World AIDS Day recognized by world, regional, and local health officials

For 28 years, December 1st has been reserved to raise awareness of HIV and support those who live with the illness and those working to prevent it. 

The day established by the World Health Organization and the United Nations is recognized by health officials, communities around the world, and even here in South Bend.

“Today is just a day for us to pause and remember that we're still in the fight in regards to HIV/AIDs that it hasn't went away or anything like that. We're still fighting the same good fight even though with a lot of different advances that have come along in regards to prevention as well as medication that allow people to live a lot longer, we're still having people that are getting diagnosed as well,” said Latorya Greene, conference organizer for the 2016 Women and AIDS Conference.

Thursday, the Logan Center held the 2016 Women and AIDS Conference for continuing support of disease prevention and create awareness about the risk factors. 

“Everyone should know their HIV status, and today is a great opportunity to remind people of that. HIV is no longer the death sentence it once was. It is a chronic disease that can be managed with treatment, but it has to be detected first,” said Jerome Adams, State Health Commissioner.

According to the Indiana State Department of Health, nearly 12,000 Hoosiers currently live with HIV/AIDS. 

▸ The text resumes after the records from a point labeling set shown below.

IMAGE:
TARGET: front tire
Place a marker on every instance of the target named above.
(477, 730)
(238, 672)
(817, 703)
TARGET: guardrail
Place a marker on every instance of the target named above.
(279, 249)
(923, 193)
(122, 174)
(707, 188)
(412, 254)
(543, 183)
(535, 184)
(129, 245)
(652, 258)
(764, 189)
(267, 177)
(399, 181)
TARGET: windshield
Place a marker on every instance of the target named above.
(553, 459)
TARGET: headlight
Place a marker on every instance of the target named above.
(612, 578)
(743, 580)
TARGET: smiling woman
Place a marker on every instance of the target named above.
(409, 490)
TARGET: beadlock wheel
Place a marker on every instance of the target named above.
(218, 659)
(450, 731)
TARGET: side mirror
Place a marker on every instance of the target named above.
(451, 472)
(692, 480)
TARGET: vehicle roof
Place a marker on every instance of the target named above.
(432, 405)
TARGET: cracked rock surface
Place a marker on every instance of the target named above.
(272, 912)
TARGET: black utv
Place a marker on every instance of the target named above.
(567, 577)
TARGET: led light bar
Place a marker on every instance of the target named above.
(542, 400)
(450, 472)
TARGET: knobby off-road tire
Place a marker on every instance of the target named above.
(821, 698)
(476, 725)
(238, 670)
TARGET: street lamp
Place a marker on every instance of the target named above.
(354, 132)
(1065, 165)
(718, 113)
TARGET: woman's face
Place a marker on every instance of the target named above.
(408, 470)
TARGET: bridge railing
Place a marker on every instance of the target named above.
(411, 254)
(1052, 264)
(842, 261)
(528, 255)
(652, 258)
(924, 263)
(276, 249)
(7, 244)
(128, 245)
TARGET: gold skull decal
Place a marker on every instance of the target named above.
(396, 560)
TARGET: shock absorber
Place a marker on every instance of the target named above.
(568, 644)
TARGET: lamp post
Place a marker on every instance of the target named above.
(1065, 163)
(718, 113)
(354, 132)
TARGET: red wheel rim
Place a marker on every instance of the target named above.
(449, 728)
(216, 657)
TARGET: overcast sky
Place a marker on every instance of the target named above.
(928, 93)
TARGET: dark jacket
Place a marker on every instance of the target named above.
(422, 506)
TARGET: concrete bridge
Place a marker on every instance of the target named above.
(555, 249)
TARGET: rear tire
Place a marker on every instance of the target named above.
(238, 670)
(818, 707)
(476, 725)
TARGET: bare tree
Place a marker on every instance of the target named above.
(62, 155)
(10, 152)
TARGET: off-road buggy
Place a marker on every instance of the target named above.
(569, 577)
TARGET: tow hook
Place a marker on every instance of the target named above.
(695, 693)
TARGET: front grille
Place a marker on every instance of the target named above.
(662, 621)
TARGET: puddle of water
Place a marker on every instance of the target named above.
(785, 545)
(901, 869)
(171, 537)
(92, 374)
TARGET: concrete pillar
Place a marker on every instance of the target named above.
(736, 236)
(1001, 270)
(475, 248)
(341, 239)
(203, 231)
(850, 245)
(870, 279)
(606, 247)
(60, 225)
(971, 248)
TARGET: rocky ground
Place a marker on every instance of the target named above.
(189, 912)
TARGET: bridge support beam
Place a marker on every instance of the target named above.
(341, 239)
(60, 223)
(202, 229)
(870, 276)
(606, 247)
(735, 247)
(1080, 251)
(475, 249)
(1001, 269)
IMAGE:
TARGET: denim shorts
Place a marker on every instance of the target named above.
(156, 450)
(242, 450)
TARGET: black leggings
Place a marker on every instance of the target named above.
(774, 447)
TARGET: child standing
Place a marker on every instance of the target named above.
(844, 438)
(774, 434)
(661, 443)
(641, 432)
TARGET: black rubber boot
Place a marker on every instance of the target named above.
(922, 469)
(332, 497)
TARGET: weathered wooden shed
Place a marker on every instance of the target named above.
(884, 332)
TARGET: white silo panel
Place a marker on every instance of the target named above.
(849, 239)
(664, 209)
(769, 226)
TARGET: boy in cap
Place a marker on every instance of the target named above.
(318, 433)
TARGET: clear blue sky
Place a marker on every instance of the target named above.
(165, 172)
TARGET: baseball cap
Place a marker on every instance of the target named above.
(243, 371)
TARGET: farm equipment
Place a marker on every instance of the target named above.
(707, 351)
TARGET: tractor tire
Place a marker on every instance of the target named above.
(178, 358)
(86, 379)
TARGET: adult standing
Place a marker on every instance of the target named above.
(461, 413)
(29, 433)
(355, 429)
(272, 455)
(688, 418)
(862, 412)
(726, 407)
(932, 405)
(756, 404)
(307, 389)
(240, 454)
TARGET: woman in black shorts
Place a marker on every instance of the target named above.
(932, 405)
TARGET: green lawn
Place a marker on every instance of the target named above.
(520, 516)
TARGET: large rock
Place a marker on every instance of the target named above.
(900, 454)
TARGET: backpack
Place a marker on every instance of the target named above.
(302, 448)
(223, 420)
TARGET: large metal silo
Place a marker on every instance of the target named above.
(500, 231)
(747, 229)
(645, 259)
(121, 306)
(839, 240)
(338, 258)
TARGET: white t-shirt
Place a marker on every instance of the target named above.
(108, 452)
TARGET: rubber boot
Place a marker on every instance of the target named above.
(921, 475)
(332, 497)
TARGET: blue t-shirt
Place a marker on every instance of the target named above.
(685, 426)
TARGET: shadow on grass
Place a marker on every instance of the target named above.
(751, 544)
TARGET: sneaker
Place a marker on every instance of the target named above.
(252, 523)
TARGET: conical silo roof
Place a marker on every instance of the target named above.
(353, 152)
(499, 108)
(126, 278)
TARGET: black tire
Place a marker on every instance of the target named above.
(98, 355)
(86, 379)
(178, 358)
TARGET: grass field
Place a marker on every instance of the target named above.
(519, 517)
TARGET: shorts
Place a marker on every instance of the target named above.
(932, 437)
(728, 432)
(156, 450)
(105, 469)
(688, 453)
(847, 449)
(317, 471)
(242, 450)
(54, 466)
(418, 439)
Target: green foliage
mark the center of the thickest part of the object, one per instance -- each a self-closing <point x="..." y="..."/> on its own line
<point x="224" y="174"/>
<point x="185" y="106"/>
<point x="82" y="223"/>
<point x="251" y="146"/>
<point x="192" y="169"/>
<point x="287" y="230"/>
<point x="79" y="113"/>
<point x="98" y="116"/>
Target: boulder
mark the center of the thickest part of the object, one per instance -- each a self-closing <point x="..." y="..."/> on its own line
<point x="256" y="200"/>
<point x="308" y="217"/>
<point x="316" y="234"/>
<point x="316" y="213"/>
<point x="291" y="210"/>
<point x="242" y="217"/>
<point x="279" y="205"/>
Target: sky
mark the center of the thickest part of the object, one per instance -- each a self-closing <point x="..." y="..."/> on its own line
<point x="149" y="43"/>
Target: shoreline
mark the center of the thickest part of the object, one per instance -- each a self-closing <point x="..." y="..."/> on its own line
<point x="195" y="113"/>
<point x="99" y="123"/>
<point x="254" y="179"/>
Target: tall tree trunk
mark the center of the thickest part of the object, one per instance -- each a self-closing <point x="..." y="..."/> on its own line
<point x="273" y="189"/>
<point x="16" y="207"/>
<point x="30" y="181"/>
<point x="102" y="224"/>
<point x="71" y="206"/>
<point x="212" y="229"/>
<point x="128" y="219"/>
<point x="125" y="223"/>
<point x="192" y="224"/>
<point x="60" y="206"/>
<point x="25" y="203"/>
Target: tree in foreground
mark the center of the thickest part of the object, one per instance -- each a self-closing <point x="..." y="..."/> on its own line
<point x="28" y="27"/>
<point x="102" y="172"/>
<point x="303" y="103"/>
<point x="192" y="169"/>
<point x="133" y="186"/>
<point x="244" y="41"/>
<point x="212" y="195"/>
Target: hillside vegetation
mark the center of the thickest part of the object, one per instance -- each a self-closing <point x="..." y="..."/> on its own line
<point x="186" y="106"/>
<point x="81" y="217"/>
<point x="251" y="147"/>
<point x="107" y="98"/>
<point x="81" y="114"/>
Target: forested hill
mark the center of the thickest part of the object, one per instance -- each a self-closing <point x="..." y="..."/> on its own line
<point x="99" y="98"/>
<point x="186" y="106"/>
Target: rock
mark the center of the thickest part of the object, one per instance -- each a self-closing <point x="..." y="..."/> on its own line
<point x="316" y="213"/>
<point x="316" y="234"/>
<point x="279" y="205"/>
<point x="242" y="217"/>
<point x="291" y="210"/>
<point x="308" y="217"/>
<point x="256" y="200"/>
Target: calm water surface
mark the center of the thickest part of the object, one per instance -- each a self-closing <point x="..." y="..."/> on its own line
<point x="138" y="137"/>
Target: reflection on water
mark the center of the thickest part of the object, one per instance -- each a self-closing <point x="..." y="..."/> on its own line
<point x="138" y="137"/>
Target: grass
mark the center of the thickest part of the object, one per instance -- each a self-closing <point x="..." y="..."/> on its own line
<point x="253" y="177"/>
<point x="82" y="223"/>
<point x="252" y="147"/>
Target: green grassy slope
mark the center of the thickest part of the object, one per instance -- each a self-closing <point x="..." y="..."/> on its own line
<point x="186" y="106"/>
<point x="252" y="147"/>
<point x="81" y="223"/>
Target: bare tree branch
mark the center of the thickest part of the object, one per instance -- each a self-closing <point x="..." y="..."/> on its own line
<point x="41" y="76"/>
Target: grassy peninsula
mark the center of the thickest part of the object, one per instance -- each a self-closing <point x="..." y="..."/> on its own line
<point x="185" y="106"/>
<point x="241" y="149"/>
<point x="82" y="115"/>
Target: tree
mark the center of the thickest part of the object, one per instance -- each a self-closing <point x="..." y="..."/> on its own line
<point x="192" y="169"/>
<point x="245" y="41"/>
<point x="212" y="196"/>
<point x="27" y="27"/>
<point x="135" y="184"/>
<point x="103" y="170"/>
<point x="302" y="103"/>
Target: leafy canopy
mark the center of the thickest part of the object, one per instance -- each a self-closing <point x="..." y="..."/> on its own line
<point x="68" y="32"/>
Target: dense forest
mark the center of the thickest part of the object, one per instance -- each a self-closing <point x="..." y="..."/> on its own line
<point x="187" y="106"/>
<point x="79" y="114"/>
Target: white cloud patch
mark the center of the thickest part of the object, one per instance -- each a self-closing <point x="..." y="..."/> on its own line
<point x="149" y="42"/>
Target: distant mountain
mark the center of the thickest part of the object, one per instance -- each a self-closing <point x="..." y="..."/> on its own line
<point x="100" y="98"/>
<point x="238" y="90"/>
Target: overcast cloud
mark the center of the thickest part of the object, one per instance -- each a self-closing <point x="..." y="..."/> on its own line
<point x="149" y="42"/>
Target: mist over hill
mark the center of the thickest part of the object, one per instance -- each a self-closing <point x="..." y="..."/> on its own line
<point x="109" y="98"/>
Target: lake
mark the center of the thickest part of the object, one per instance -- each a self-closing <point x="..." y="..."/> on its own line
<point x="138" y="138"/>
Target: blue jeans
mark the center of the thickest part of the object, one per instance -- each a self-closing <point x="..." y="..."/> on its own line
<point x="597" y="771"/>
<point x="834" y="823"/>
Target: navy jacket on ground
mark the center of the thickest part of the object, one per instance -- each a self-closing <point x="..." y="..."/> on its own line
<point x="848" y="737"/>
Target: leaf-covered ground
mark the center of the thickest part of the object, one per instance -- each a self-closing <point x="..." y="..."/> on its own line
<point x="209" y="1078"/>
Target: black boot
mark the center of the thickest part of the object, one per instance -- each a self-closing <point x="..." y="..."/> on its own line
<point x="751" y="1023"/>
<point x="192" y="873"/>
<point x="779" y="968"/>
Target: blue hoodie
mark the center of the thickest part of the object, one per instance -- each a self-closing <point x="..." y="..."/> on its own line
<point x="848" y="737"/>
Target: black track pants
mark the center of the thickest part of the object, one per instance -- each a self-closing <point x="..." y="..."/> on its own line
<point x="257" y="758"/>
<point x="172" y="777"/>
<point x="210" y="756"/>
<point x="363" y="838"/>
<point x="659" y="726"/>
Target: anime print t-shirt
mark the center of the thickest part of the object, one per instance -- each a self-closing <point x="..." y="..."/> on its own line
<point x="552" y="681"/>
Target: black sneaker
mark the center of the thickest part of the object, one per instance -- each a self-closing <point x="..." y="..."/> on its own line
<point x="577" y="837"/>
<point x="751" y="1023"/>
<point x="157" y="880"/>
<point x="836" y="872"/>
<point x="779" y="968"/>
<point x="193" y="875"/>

The ISDH says they intend to honor those who have been impacted by the disease by displaying panels of a quilt to celebrate the lives of those who have died from the illness and members of the HIV/STD division will distribute red ribbons.

“On World AIDS Day, ISDH will be side-by-side with our many external partners as we continue to shine the spotlight on this disease that continues to affect the lives of so many,” said Dennis Stover, director of ISDH’s HIV/STD division.

With the many awareness programs in place, the recent presidential election has some worried about the potential impact on the future of policy. 

During the conference, Policy and Legislative Coordinator at the AIDS Foundation of Chicago says the Trump Administration could be problematic for HIV policy. 

“In regards to HIV policy, the fact that they have no platform is really problematic. Eliminate bad policy. Eliminate policy that's based on bad science. Eliminate laws that try to keep people safer. The intention is to keep people safe, but it really just throws people down the prison pipeline,” said Brockenborough.

Through it all, those at the conference agree if the current generation of women and men are going to be saved, people must educate themselves about this ‘ongoing epidemic.’